佳作 海の顔

大阪市立文の里中学校 2年 西田 朱里

 私は、さまざまな海の顔を知っている。
 私は小さい頃、インドネシアに住んでいた。たくさんの島から成り立つインドネシアは、当然ながら海に囲まれている。そこでの生活は、いろいろな島に遊びに行く機会が多かった。最も印象に残っているのは、マナド島への旅だ。最寄り空港に着くと、すぐに小さな船に乗った。船から見る海は、太陽の光が水面に反射してキラキラ輝いていた。とても美しい海の顔。島で滞在する間、どんな楽しいことができるのか、わくわくした。
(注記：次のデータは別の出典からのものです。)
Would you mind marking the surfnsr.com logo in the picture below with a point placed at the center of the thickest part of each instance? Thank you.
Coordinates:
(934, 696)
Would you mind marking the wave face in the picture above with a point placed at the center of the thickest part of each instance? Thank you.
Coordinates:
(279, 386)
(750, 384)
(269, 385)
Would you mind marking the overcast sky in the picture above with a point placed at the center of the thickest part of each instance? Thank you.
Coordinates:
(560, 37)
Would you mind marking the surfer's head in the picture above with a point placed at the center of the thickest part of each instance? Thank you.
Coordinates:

 滞在中、シュノーケリングをした思い出は、今でも鮮明に残っている。海の中にもぐると、何百何千というキラキラ光る小さな魚たちが、同じ方向にぐるぐると回りながら泳いでいた。また、面白い模様の魚や鮮やかな色の魚がいきいきと泳いでいた。たまに私の足元を優雅に泳ぐエイ、力強く泳ぐウミガメなど、インドネシアの海ならではの経験をすることができた。まるで、日本のおとぎ話「浦島太郎」の絵本に出てくる龍宮城のようだった。美しく、また楽しい海は今でも忘れられない。
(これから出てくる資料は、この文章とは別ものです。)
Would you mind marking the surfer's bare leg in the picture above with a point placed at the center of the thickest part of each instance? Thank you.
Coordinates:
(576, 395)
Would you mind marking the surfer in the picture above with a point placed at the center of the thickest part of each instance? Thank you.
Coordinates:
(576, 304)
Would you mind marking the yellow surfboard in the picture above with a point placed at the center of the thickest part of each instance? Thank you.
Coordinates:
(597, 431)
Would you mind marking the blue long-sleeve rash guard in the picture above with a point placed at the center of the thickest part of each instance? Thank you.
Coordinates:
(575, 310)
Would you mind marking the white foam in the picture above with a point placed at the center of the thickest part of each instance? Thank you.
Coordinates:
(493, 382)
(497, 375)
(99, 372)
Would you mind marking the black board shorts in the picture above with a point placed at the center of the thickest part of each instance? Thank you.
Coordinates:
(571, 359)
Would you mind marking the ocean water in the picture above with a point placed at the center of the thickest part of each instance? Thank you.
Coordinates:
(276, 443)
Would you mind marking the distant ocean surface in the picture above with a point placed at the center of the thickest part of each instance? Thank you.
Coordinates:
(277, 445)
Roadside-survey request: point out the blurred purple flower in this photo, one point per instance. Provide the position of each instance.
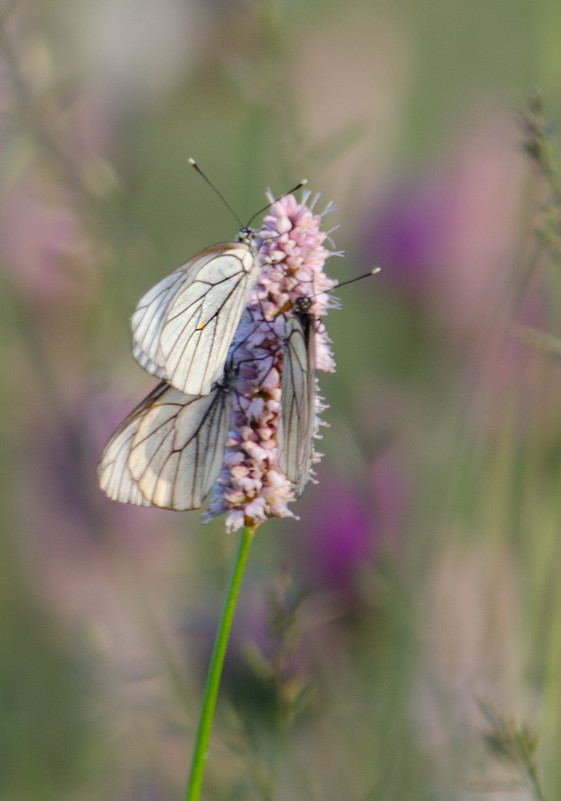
(451, 237)
(336, 536)
(44, 248)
 一昨年、兄の高校進学の下見に大阪から高知県を車で訪れた。その途中、大鳴門橋から鳴門海峡の渦潮を見た。今まで見たことのない険しい海の顔。荒く、ぐるぐると回っている渦潮に、そのまま引きずりこまれそうだった。マナド島で見た海とは全く違う迫力だった。どこか怒りをあらわにしているような海からは、冷たい印象が残った。怖さも感じた。
 高知に着き、私たち家族は兄の進学したい高校を見た後、桂浜に行った。初めて見る桂浜からの海は、見渡す限り青かった。「海」。その一言だった。地平線が広がり雄大だった。堂々としていて、広い心で、私を勇気づけてくれるような、頼もしい海の顔。桂浜の砂浜で兄としばらく寝ころんで、景色を眺めたり、波の音を聞いた。その後、兄は、急に起きあがり、
「おれ、ここで頑張れる気しかしない。」
と言った。高知県にある高校に進学すると兄が決めた瞬間だった。その兄を見た時、私は悟ったのだ。坂本龍馬もその昔、この桂浜から見える太平洋に強く押され、日本を変えていこうと決心したのだろうと。私は、兄と坂本龍馬が少しかぶって見えた。桂浜から見える海には、お父さんのような強さを感じることができた。
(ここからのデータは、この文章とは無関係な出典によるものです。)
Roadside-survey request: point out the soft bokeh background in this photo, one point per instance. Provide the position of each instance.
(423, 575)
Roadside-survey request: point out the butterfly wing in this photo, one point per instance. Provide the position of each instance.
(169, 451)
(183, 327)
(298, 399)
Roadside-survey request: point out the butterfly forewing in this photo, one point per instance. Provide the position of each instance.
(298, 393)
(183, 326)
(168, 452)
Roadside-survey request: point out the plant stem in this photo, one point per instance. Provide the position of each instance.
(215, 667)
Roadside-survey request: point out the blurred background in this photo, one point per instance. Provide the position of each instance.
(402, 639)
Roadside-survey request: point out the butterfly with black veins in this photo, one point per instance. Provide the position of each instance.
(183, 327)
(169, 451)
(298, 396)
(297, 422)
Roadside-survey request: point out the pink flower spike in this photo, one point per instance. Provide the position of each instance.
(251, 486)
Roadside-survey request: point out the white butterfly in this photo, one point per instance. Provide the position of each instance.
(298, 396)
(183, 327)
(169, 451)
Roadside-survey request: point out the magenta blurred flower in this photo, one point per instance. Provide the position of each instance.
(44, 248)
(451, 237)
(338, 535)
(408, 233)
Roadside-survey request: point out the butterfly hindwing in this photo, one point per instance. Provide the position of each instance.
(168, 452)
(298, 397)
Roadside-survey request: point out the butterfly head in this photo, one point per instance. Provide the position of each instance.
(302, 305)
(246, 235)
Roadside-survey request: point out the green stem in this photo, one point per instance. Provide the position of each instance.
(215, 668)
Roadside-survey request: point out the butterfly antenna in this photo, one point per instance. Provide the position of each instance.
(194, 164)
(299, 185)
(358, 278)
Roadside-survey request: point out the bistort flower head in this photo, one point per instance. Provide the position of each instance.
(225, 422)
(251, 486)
 おそらく、これから先も私は、またちがう海の顔を見る機会があるだろう。その一つ
一つ、ちがう意味のある海の顔を楽しみたい。そして、海からたくさんのことを学びたい。海は、私たちの身近な所にあって、私たちの生活を支えてくれているだけではなく、いろいろな顔を見せてくれることで、私たちの心も支えてくれているにちがいない。私たちの心を支えてくれている海に頼ってばかりではなく、私たち人間は海への感謝を忘れてはいけない。最近、話題になりがちな海洋汚染で、海に悲しい顔をさせてはいけない。海との共存で、すばらしい未来が存在するはずだ。そのような未来で、私はあの美しい海の顔を見続けていきたい。